First thing Wednesday morning, I suited up and got back on the turnpike from Boulder to Denver, but this time, I made an intermediate stop. Jeffco Airport, the place where I’d been taking flying lessons, was a quick detour to the south.
Driving straight to the flying club that kept a line of Cessnas and Piper aircraft gassed up and ready for rental, I reactivated my membership and stopped off to see my instructor, Peggy Jones. Peggy was a thin, wiry little woman who reminded me of a pretzel. She wasn’t shaped like one, just made of the same ingredients: equal parts salt and crust. “Oh, you’re here,” she said, not getting up from the overstuffed
chair where I found her lounging. “You ever gonna finish your ticket?”
“That’s what I’m here for,” I said. “I got a little money finally, and I want to knock off my cross-countries.”
“Pshaw,” said Peggy. “I can’t see you flyin’ nowhere. There’s rust on your wings so thick, you look like you’re wearing a fur coat. I ain’t signing your logbook less you do a little dual first.”
“Then I expect we’ll have to do something about that.” I grinned. “You got time this afternoon?”
Peggy stared out the window in mock resignation. “Oh, I s‘pose so. Call it two o’clock.”
“Done.”
My next stop was the office of candidate shrink number four, one Jane Hooker, M.S.W. I thought the name had promise, but my hopes were not rewarded.

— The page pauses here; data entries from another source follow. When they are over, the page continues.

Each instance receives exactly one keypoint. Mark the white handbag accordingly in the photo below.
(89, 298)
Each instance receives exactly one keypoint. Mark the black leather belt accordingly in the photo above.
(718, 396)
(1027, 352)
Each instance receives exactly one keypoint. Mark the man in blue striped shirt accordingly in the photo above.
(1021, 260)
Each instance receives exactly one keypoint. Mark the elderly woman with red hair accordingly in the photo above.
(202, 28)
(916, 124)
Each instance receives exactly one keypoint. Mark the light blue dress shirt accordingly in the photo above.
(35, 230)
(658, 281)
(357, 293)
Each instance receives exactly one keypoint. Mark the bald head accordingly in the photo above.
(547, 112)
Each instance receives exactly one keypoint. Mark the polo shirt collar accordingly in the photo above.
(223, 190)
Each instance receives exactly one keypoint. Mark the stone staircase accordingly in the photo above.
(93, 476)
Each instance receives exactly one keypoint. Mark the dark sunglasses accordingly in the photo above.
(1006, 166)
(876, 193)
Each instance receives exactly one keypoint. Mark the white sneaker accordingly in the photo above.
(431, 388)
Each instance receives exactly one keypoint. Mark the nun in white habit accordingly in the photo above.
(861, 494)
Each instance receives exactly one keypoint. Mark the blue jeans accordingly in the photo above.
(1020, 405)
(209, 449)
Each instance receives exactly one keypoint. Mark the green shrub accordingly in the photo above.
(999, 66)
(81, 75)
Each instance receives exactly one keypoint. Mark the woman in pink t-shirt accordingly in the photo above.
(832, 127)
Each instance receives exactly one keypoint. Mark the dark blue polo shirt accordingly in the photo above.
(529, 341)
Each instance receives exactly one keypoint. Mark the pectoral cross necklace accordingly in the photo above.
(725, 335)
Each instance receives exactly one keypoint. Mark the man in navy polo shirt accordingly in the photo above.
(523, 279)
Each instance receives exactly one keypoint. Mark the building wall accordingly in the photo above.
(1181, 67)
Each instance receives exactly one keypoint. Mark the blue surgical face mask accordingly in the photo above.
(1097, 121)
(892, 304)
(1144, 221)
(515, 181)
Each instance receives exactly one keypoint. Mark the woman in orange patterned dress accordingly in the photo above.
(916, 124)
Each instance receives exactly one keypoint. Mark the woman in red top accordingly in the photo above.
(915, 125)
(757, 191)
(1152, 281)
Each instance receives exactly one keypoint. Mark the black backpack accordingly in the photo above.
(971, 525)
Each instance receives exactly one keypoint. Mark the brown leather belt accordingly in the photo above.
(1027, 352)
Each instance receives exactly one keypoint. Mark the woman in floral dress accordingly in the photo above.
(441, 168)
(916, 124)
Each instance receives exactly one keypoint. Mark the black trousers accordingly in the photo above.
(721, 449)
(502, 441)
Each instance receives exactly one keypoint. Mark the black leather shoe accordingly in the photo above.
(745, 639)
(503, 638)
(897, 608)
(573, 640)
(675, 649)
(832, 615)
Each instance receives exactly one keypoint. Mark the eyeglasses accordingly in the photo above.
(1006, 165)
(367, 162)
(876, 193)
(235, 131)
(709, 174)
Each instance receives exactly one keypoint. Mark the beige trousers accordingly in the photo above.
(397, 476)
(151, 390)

“I’ll tell you straight, your friend needs strong guidelines and someone to teach her some discipline,” she declared, knitting her grizzled eyebrows ferociously. “I’d be doing her no favor if I kept her in here month after month, letting her sulk. Life is tough, yes, and it deals you some terrible blows, but then you move on.” She took a drag on her cigarette, blew it out through her nostrils.
“Well, but what about this memory blockage, or whatever you call it?”
“Yes, some people block things out for years, but then, others don’t, so what makes the difference?”
“I was about to ask you.”
“For a diagnosis? Why, I haven’t examined her yet, but I’d say we’re talking about an hysteric personality here. Probably borderline, as well.”
“What’s a borderline personality?” I asked, feeling like I’d just been fed a shit sandwich.
“They’re annoying to deal with. You have to corner them, even pick a fight to clinch the diagnosis. If they come back fighting, you know you’re dealing with a borderline. Children who are raised in abusive, deprivational situations
often have deep trust issues, never fully form as a personality. Empty people, just as you describe. She won’t respond to the authority of her current therapist. Wants to hide.”